High-tech camera removed

An innovative camera that broadcast high-quality images of a UCSD construction site over the Internet has been taken offline amid concerns that it could allow users to peer into the windows of campus apartments.

Anyone with Internet access could go to a page within the Jacobs School of Engineering’s Web site and control the camera using buttons on the page. The camera was intended to promote the construction of the new California Institute for Telecommunications and Information Technology building — also known as Cal-(IT)2 — located east of the current main engineering building.

The camera was quickly taken offline last week after members of Warren administration notified the camera’s owners of its unforeseen capabilities.

“”When we realized there were privacy concerns, we took the camera offline,”” said Greg Hidley, director of engineering computing at the Jacobs School and head of technology infrastructure for Cal-(IT)2.

The Warren college administration asked the camera operators to adjust the viewing capabilities of the camera to protect students’ privacy.

Hidley said the camera had to be taken completely offline because an adjustment “”does not seem to be an option.””

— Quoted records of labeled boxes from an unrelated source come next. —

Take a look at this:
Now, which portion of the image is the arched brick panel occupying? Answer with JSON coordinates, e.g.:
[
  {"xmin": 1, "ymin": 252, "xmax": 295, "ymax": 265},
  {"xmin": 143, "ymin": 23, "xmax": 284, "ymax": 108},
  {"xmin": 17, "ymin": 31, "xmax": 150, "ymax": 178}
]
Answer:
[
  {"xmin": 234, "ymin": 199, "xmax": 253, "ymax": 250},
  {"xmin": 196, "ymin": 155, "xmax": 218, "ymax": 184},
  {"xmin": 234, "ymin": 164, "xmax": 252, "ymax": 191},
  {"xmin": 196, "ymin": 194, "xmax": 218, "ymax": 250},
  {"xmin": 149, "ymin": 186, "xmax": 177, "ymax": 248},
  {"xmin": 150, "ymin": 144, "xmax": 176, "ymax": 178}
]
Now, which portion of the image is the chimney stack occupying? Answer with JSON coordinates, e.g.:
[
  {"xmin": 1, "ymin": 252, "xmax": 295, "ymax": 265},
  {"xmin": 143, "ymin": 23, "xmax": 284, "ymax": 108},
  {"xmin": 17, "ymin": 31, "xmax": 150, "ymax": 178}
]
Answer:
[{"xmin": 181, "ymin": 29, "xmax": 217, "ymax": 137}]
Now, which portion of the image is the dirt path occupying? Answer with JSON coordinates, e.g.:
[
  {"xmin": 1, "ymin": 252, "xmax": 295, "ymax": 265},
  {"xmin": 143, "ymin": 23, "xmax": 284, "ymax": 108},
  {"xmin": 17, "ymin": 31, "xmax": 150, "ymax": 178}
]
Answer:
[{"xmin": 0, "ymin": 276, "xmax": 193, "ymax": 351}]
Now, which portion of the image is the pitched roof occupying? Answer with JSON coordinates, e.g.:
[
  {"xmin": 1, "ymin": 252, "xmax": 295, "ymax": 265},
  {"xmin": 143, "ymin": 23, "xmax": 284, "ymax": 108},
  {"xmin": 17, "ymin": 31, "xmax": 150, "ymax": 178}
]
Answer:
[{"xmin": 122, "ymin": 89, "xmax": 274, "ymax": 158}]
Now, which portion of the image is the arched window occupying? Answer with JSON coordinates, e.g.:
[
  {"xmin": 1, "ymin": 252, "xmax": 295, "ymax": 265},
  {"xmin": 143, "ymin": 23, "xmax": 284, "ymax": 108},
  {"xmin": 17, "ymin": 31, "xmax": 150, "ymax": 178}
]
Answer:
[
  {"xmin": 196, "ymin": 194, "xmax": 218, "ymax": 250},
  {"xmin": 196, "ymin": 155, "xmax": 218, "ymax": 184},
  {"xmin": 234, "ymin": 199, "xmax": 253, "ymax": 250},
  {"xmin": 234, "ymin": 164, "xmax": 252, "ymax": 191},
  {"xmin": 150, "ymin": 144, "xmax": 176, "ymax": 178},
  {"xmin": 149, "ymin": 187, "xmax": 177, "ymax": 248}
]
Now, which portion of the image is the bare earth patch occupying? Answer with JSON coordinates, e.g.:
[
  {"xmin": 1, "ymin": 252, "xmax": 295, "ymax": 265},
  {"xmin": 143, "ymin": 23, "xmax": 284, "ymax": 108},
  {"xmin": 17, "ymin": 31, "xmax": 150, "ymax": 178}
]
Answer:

“”[The Web site] was not completed but unfortunately its availability reached the public before we could take other measures to protect access and provide additional controls to limit its use on the building site,”” Hidley said.

Some residents of Earl Warren College whose apartments are located within the camera’s range are concerned that the camera may allow others to invade their privacy via the Internet.

“”I believe that the camera is an invasion into an area where most people expect to have privacy,”” said Jesse Coward, chair of the Warren College Council.

Jason Boyer, a Warren sophomore, also lives in an apartment within viewing range of the camera.

“”I don’t really take offense to this because I doubt someone set up the camera to look specifically into the apartments,”” Boyer said. “”I guess you could say it was a case of good intentions.””

The future of the camera is unclear due to the concern for residents’ privacy.

Some Warren students expressed mixed feelings regarding the camera and its innovative interactive technology and ability to broadcast live images of their apartments over the World Wide Web.

“”I think the camera itself is really cool,”” Wood said. “”But I don’t think this is the right place to do it — where people live.””

Warren sophomore Eric Leebo’s apartment could be seen on the Web. Although he said it was an intrusion into his privacy, he said he liked the camera.

“”It’s interesting; you can look at it and control it but I don’t think the purpose should be so people can go around and look at everything,”” he said.

Hidley said the purpose of the experimental camera and Web site was to demonstrate how existing technologies could be used in interesting ways.

Some Warren residents, including Leebo and Boyer, said they would like to see a similar camera modified so that it could not zoom in on students’ apartments or to see one placed in a more public space, such as on top of the Price Center or Geisel Library.

Hidley said that is not in the plans because residences could still be seen from those sites and that modifying the camera’s range is not currently an option.